Kritik
Arsitektur Mengenai Bangunan Pusat Perbelanjaan
“Lippo Plaza Bogor”
“Lippo Plaza Bogor”
Kota Bogor adalah kota tua. Penyebutan pertama tentang Bogor berasal dari
catatan Belanda bertanggal 7 April 1752 yang menyebut Ngabei Raksacandra
sebagai kepala kampung Bogor.
Pemerintah Belanda menjadikan Bogor sebagai tempat riset pertanian tropis
karena Indonesia memiliki berjenis tanaman yang penting untuk ekonomi Belanda
dan Eropa. Kebun Raya Bogor menjadi tempat koleksi tanaman bernilai ekonomi
itu. Tak
heran bila kampus Fakultas Pertanian IPB berseberangan dengan Kebun Raya Bogor
dan Bogor punya citra sebagai kota pertanian. Asrama tentu saja menjadi bagian
dari keberadaan kampus-kampus tersebut.
Namun pandangan
masyarakat saat ini mengatakan bahwa kota Bogor telah berubah. Kota adalah
cerminan masyarakat. Bila masyarakat berubah, maka kota akan berubah. Begitu
juga Bogor, kota yang hanya berjarak 40 kilometer dari Jakarta. Di antara
penanda (“landmark”) kota tua ini, yang paling terkenal tentu saja Istana
Presiden, Kebun Raya Bogor, dan kampus pusat Institut Pertanian Bogor atau IPB
di Jalan Raya Pajajaran.
Pada perkembangannya,
tarik-menarik pemikiran terus terjadi di Bogor. Visi dan misi kota Bogor saat
ini berubah dan berkembang menjadi kota jasa, yang sebelumnya pada satu waktu
pernah dicanangkan sebagai “kota dalam taman”, sayang penerjemahannya tidak
jelas.
Terkait dengan
perubahan kota, banyak bangunan-bangunan bersejarah yang sekarang beralih
fungsi, yang salah satunya adalah bangunan pusat perbelanjaan atau Mall. Bagi
Wali Kota Bogor Diani Budiarto, mal hanyalah satu komponen pendukung visi Kota
Bogor sebagai kota jasa, maka ia akan membatasi jumlah mal paling banyak
sepuluh saja.
Lippo
Plaza Bogor
Sumber : http://www.lippomalls.com/malls/
Mungkin Anda pernah bingung ketika diajak saudara atau teman yang tinggal
di Bogor pergi ke Eka Lokasari Plaza tetapi kemudian Anda dibawa ke sebuah mall
yang dengan jelas bertuliskan LIPPO PLAZA.
Sebelumnya, Plaza ini
bernama Ekalokasari Plaza atau
dikenal dengan Elos. Namun, pada tahun 2015 berubah nama menjadi Lippo Plaza Bogor. Lippo Plaza Bogor adalah salah satu pusat perbelanjaan atau Mall terkemuka di Bogor. Mall ini terletak di Pertigaan dimana ujung Jalan Pajajaran, Jalan Siliwangi dan Jalan Tajur bertemu, Sukasari Bogor Timur, Bogor.
Gambar Plaza Eka Lokasari
Adanya kedua nama itu, Eka Lokasari Plaza dan Lippo Plaza disebabkan karena
terjadi pergantian kepemilikan. Nama
pertama diambil dari nama sebuah asrama milik Institut Pertanian Bogor. Setelah beberapa tahun yang lalu
kepemilikan mall ini beralih ke Lippo
Group, maka namanya kemudian berganti menjadi Lippo Plaza.

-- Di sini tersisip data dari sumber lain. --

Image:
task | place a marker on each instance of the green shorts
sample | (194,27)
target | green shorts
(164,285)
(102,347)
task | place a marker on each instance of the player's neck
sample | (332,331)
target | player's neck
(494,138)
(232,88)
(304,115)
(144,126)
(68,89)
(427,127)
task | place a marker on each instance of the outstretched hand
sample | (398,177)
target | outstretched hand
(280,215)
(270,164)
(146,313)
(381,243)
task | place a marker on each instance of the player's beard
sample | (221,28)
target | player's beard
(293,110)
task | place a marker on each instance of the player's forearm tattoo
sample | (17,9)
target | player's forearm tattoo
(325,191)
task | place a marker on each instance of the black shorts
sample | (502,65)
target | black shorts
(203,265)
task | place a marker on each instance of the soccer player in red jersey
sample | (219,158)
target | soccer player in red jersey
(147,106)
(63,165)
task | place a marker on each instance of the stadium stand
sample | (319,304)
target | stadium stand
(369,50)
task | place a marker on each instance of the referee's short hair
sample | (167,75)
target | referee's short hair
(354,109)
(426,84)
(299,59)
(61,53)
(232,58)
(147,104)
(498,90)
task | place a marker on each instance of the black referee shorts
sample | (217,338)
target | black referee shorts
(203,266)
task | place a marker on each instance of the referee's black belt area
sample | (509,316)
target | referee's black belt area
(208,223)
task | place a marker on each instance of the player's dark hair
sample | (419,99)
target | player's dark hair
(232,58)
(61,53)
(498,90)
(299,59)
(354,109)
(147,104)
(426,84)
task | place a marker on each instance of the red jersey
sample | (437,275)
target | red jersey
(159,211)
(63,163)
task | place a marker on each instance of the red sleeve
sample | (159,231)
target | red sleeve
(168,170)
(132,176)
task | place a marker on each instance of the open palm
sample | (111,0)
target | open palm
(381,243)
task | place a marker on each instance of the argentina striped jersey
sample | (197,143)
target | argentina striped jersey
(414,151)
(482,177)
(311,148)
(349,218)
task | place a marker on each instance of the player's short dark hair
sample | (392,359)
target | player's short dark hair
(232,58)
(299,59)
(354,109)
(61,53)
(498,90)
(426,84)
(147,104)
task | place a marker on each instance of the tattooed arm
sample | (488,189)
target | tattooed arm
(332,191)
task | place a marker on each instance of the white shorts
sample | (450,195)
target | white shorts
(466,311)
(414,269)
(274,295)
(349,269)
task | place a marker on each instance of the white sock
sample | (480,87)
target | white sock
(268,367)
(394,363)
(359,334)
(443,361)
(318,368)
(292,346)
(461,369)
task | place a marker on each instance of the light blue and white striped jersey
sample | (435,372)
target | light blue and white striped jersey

Megatika ditinjuk sebagai Arsitek dalam proyek Mall ini sedangkan Adhikarya ditunjuk sebagai konsultan struktur, mechanical engineering
dan kontraktor utama, pengembang dan operator mall dari anak
usaha PT Lippo Karawaci Tbk (LPKR), Lippo Malls. Mall baru
ini mengincar masyarakat kalangan menengah ke atas.
Jika ditinjau dari sejarahnya, bangunan ini tidak hanya berganti nama dari Mall Ekalokasari menjadi Lippo plaza. Mall Ekalokasari/Lippo Plaza di Jalan Siliwangi ini
asalnya adalah Asrama Mahasiswa IPB (Asrama
IPB Sukasari), sementara Botani Square mengambil ruang-ruang kuliah
mahasiswa tingkat satu, lapangan olahraga, sebagian Fakultas Pertanian dan
Fakultas Perikanan, serta Asrama Putri IPB (APIPB). Namun banyak masyarakat
yang saat ini tidak mengetahui akan sejarah itu. Kenangan
seperti tak bisa dicari lagi penanda fisiknya karena APIPB dan Ekalokasari
sudah berubah jadi mall. Kenangan akan
Kota Bogor, kampus, dan asrama adalah romantisme yang sulit berulang.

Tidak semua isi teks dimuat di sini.